How to cherry-pick from a remote branch?
I'm having trouble performing a cherry-pick. On my local machine, I'm currently on my "master" branch. I want to cherry-pick in a commit from another branch, named "zebra". The "zebra" branch is a remote branch.
So git status:
# On branch master
nothing to commit (working directory clean)
Ok, now I try to cherry-pick the commit I want:
git cherry-pick xyz
fatal: bad object xyz
where "xyz" is the signature of the commit I'm interested in, that happened on branch "zebra".
So the first obvious question is, why can't git find the commit I'm referencing? I don't really understand how this is working in the first place to be honest. Does git store something like a database of commits locally in my working directory, for all other branches? When executing the cherry-pick command, does it go and search that local database to find the commit I'm talking about?
Since "zebra" is a remote branch, I was thinking I don't have its data locally. So I switched branches:
git checkout zebra
Switched to branch 'zebra'
So now here on my local machine, I can see that the files in the directory reflect zebra's state correctly. I switch back to master, try to cherry-pick again (hoping the commit data is available now), but I get the same problem.

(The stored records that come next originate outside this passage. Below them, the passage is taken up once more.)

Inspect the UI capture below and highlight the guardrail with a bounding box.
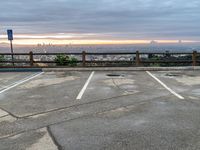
[0,51,200,68]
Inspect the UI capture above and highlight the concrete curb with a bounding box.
[0,66,200,72]
[42,66,200,72]
[0,68,42,72]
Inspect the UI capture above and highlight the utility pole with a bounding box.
[7,30,15,66]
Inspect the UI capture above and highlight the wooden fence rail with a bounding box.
[0,51,200,68]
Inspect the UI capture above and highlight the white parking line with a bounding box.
[146,71,185,99]
[76,71,94,100]
[0,72,44,94]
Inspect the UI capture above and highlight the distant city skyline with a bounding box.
[0,0,200,45]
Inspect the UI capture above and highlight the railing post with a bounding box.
[29,51,34,67]
[192,51,197,66]
[82,51,86,67]
[135,51,140,67]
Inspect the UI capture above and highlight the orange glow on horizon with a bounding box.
[0,39,198,45]
[0,33,199,45]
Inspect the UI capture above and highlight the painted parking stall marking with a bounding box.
[0,72,44,94]
[146,71,185,99]
[76,71,95,100]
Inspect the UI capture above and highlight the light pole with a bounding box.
[7,30,15,66]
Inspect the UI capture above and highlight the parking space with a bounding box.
[0,71,200,150]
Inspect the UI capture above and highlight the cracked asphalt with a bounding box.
[0,70,200,150]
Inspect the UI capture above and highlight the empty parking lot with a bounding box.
[0,70,200,150]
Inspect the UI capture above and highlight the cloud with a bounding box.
[0,0,200,40]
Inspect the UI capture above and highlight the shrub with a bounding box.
[55,54,78,66]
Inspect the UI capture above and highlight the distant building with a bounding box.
[150,40,158,45]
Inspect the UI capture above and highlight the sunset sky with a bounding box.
[0,0,200,45]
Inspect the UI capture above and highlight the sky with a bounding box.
[0,0,200,44]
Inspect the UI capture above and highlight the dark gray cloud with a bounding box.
[0,0,200,40]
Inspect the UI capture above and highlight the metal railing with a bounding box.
[0,51,200,68]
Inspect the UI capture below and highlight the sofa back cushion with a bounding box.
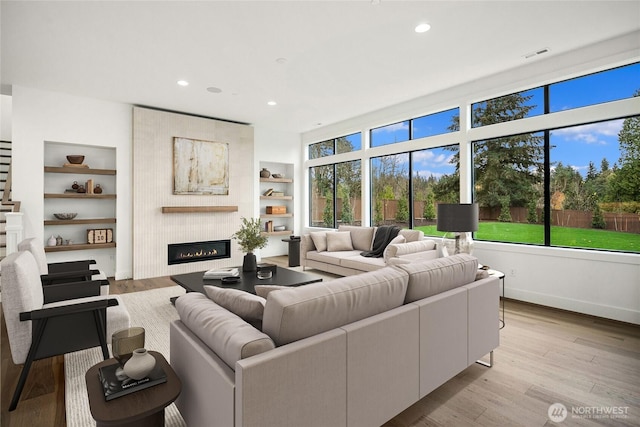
[327,231,353,252]
[338,225,376,251]
[262,267,408,345]
[395,254,478,303]
[176,292,275,370]
[398,228,424,242]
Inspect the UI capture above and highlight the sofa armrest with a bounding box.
[300,234,316,265]
[235,329,347,427]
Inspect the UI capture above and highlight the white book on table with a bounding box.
[204,267,240,279]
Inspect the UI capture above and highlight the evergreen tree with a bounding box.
[448,93,544,207]
[498,196,511,222]
[612,90,640,202]
[424,191,436,221]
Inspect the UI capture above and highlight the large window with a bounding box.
[309,160,362,228]
[309,132,362,159]
[311,63,640,253]
[550,117,640,252]
[371,144,460,231]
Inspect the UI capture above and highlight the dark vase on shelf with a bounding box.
[242,252,258,271]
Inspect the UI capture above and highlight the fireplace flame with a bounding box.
[178,249,218,259]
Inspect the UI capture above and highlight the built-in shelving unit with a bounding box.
[260,162,294,236]
[43,141,117,259]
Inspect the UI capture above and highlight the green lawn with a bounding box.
[416,222,640,252]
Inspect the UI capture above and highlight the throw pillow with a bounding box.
[204,286,266,323]
[309,231,327,252]
[327,231,353,252]
[254,285,291,298]
[382,234,407,264]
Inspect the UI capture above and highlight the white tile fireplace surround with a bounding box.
[133,107,255,279]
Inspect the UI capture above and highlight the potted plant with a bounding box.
[231,217,267,271]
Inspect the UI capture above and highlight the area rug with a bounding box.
[64,286,186,427]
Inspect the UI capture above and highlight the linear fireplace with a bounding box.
[167,240,231,265]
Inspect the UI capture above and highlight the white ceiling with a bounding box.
[0,0,640,132]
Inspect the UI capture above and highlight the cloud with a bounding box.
[551,119,624,145]
[373,122,409,133]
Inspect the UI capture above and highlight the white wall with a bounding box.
[302,32,640,324]
[0,95,13,141]
[12,86,132,279]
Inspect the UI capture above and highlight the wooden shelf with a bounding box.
[260,196,293,200]
[260,178,293,183]
[44,218,116,225]
[44,242,116,252]
[44,193,116,199]
[260,230,293,236]
[162,206,238,213]
[44,166,116,175]
[260,214,293,218]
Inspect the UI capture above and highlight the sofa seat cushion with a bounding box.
[395,254,478,303]
[307,251,360,265]
[338,225,377,251]
[176,292,275,370]
[340,255,386,271]
[262,267,408,345]
[327,231,353,252]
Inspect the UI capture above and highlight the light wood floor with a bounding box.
[0,258,640,427]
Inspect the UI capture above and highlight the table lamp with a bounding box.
[437,203,479,256]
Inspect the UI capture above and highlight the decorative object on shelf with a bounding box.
[87,228,113,244]
[173,137,229,196]
[436,203,479,256]
[266,205,287,215]
[67,154,84,165]
[111,326,145,373]
[53,212,78,221]
[231,217,268,271]
[124,348,156,380]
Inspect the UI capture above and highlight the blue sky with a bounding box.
[372,64,640,177]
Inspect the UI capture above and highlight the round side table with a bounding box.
[85,351,182,427]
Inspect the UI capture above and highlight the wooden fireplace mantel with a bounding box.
[162,206,238,213]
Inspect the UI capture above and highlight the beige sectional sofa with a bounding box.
[170,255,499,427]
[300,225,438,276]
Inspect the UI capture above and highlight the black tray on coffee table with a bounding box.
[170,267,322,294]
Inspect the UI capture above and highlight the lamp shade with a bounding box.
[437,203,479,232]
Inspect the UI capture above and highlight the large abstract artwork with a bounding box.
[173,137,229,195]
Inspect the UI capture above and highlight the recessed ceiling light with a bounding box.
[415,24,431,33]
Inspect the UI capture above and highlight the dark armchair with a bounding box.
[0,251,130,411]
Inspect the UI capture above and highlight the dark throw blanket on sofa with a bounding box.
[360,225,400,258]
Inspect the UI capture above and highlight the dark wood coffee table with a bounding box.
[85,351,182,427]
[171,267,322,294]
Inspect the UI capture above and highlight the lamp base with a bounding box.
[442,232,473,256]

I've got a fundamental misunderstanding of what's going on here, any help would be great.
Solution 1:
Since "zebra" is a remote branch, I was thinking I don't have its data locally.
You are correct that you don't have the right data, but tried to resolve it in the wrong way. To collect data locally from a remote source, you need to use git fetch
. When you did git checkout zebra
you switched to whatever the state of that branch was the last time you fetched. So fetch from the remote first:
# fetch just the one remote
git fetch <remote>
# or fetch from all remotes
git fetch --all
# make sure you're back on the branch you want to cherry-pick to
git cherry-pick xyz
Solution 2:
Just as an addendum to OP accepted answer:
If you having issues with
fatal: bad object xxxxx
that's because you don't have access to that commit. Which means you don't have that repo stored locally. Then:
git remote add LABEL_FOR_THE_REPO REPO_YOU_WANT_THE_COMMIT_FROM
git fetch LABEL_FOR_THE_REPO
git cherry-pick xxxxxxx
Where xxxxxxx is the commit hash you want.